67% of fans, players, coaches, managers and refs say at least one gay footballer will come out, but not for at least 2 years.
91% insist only a players` performance on the field is relevant. A 9% minority opposes the presence of gay players in football.
92% say the media has no right to 'out' gay players, though many suspect this is what will happen when, for example, an ex-lover sells a kiss-and-tell story to the media.
81% see parallels between the present condition and the racist environment of the 1980s. The homophobic element, though small, will influence others unless gay players are emboldened to reveal themselves.
There is a 50-50 split on whether gay players would suffer abuse from other players if they came out.
ONE GAY PLAYER WILL MAKE ALL THE DIFFERENCE
'One person finally having the courage,' as one participant puts it. A Gareth Thomas-like player will be the single biggest influence in changing the attitude of football on homosexuality, according to over half (52%).
Over 8 out of 10 thought that openly gay players would ultimately have the same positive effect on football as black players did in the 1980s and 1990s when racism on the terraces was killed off.
Fans and professionals suspect the homophobia that has surfaced recently is the result of a minority, though, like racism in the 1980s, it has the capacity to spread. There is only lukewarm confidence that campaigns, such as 'Kick it Out' can prevail: much more convincing would be a demonstration from football`s main organizations and a voluntary disclosure from a high profile player of his sexuality. The alternative is to ignore a festering problem and allow a possible repetition of the 1980s.
Other reasons predicted include: being outed by a lover, an involuntary outing by the media, a global Fifa campaign against homophobia, and cultural changes which make homosexuality 'uninteresting' - what one fan called 'the evolution of society.' Another respondent stated: 'A player finally having the courage to ruin their career by coming out. But it will be the end of their career as anything other than a 'gay footballer''. Another believes this could prove profitable: 'He could make a lot of money [as] the first gay footballer.' But only, 'when football joins the 21st century.'
where is the PRESSURE TO REMAIN SILENT IN 2010?

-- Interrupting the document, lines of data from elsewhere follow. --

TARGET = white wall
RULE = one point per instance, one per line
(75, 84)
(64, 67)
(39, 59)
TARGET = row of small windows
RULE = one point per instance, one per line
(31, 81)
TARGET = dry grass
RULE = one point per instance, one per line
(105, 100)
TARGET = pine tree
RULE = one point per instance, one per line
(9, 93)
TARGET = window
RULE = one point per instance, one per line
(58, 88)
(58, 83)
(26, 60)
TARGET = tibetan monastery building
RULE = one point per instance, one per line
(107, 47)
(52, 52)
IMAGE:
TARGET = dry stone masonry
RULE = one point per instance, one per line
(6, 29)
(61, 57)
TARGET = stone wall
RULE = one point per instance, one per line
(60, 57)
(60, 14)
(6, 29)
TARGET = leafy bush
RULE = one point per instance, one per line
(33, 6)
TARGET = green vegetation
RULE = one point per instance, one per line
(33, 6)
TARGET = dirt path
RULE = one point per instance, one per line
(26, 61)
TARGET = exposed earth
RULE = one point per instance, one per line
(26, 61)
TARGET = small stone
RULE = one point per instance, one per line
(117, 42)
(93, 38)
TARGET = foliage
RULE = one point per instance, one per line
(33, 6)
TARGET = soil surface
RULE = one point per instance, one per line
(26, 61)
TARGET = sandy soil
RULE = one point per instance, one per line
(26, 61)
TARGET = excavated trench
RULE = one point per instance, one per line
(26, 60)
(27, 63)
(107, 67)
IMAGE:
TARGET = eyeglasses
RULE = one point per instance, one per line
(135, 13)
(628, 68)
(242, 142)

84% maintain that, even in 2010, there is pressure on gay players to stay in the closet.
46% think that pressure to stay in comes from the clubs, while 45% think the pressure comes from agents. Less than 10% feel the pressure is from the players' families.

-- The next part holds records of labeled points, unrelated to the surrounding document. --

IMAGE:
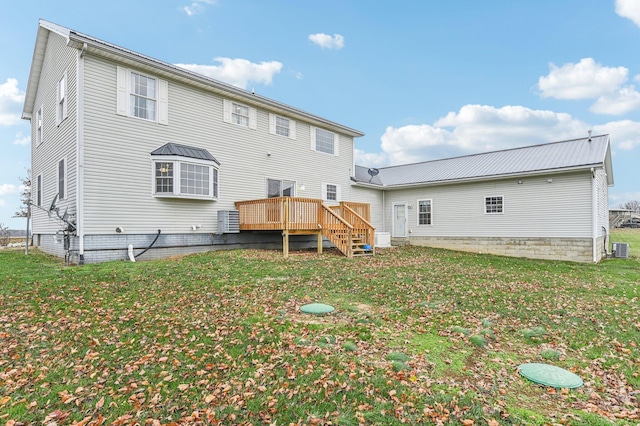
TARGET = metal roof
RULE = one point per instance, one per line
(184, 151)
(87, 43)
(546, 158)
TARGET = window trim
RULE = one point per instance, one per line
(430, 212)
(227, 114)
(273, 126)
(294, 185)
(487, 197)
(325, 192)
(124, 93)
(62, 99)
(314, 140)
(178, 161)
(61, 184)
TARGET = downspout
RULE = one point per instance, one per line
(594, 214)
(80, 153)
(384, 207)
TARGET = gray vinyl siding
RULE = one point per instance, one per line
(535, 208)
(58, 140)
(118, 173)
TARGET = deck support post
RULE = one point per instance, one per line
(285, 243)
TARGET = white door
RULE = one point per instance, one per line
(400, 220)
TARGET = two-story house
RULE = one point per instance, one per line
(133, 156)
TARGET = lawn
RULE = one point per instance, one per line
(418, 336)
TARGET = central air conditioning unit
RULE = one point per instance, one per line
(228, 221)
(620, 250)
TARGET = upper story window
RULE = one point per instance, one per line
(324, 141)
(282, 126)
(240, 114)
(62, 182)
(280, 188)
(493, 204)
(142, 96)
(186, 172)
(424, 212)
(39, 127)
(61, 93)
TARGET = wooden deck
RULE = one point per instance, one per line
(347, 226)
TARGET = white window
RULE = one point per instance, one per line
(142, 96)
(282, 126)
(425, 216)
(493, 204)
(61, 92)
(188, 178)
(62, 181)
(324, 141)
(331, 192)
(280, 188)
(239, 114)
(39, 191)
(39, 126)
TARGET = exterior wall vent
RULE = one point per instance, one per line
(228, 221)
(621, 250)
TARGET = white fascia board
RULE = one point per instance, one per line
(169, 71)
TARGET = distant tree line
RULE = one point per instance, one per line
(634, 206)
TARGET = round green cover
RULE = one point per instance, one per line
(550, 375)
(317, 309)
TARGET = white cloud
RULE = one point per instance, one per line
(621, 102)
(237, 72)
(369, 159)
(618, 199)
(21, 139)
(475, 128)
(326, 41)
(629, 9)
(11, 100)
(584, 80)
(624, 133)
(8, 188)
(197, 6)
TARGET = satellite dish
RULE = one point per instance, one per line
(53, 203)
(373, 173)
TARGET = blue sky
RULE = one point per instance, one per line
(422, 79)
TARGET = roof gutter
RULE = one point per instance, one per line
(480, 179)
(105, 49)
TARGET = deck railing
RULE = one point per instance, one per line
(355, 213)
(296, 215)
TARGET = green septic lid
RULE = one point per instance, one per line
(550, 375)
(317, 309)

The minority (16%) do not believe there is pressure nowadays.
46.72% believe that players consider it 'no one else`s business': they just please themselves.
WHAT HAPPENS IF THE MEDIA DISCOVER A PLAYER IS GAY?
Overwhelmingly, fans, players and other professionals insist that the media should not intrude on players` private affairs.
92% believe the media have no right to out a player even if they know definitely he is gay.
An even greater number (94%) considered it a player`s own business whether or not he chooses to declare his sexual orientation, even if he were the England team captain.
Some fans strongly believe that some newspapers are especially vigilant in searching for gay footballers. One speculated that there would soon be a sting to ensnare a gay footballer and another thought a spurned lover would sell his story to the media. The proliferation of super-injunctions feeds this kind of speculation.